US leads opposition to UK-EU post-Brexit import quota plan

The US is leading a coalition of countries demanding increased access to agricultural markets in both Britain and Europe after the UK leaves the EU.

In a letter sent to EU and UK diplomats at the World Trade Organization (WTO) in Geneva, the group of seven major exporter countries explicitly rejected the idea that existing EU tariff rate quotas (TRQs) – such as the quotas to import New Zealand butter or sheepmeat – could simply be divided up between the UK and the EU-27 post-Brexit.

An agreement to split the TRQs based on trade flows in recent years has formed the basis of an emerging consensus between the UK and Brussels over the methodology to be used for re-allocating the quotas.

See also: UK and EU agree approach on post-Brexit import quotas

However, this approach is seen as inadequate by Argentina, Brazil, Canada, New Zealand, Thailand, the US and Uruguay – all of whom are major beneficiaries of existing EU TRQs.
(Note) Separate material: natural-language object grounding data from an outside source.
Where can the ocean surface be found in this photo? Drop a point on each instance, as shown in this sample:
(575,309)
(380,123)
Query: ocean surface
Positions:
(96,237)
“We would like to record that such an outcome would not be consistent with the principle of leaving other World Trade Organization members no worse off, nor fully honour the existing TRQ access commitments,” the letter said. “Thus we cannot accept such an agreement.”

The exporting countries argue that simply splitting existing quotas between the two sides will leave them worse off because once Britain has left the EU customs union, they will no longer be able to move goods freely between the UK and the Continent after they have been landed in Europe.

The fact that the US is among the signatories of the letter has been seized on by some analysts as evidence that hopes of a rapid trade deal between Britain and America after Brexit may be misplaced.

Meanwhile, the gulf between the two methodological approaches will need to be resolved in multilateral negotiations which will get under way in Geneva on 16 October. These talks will probably take many months to conclude.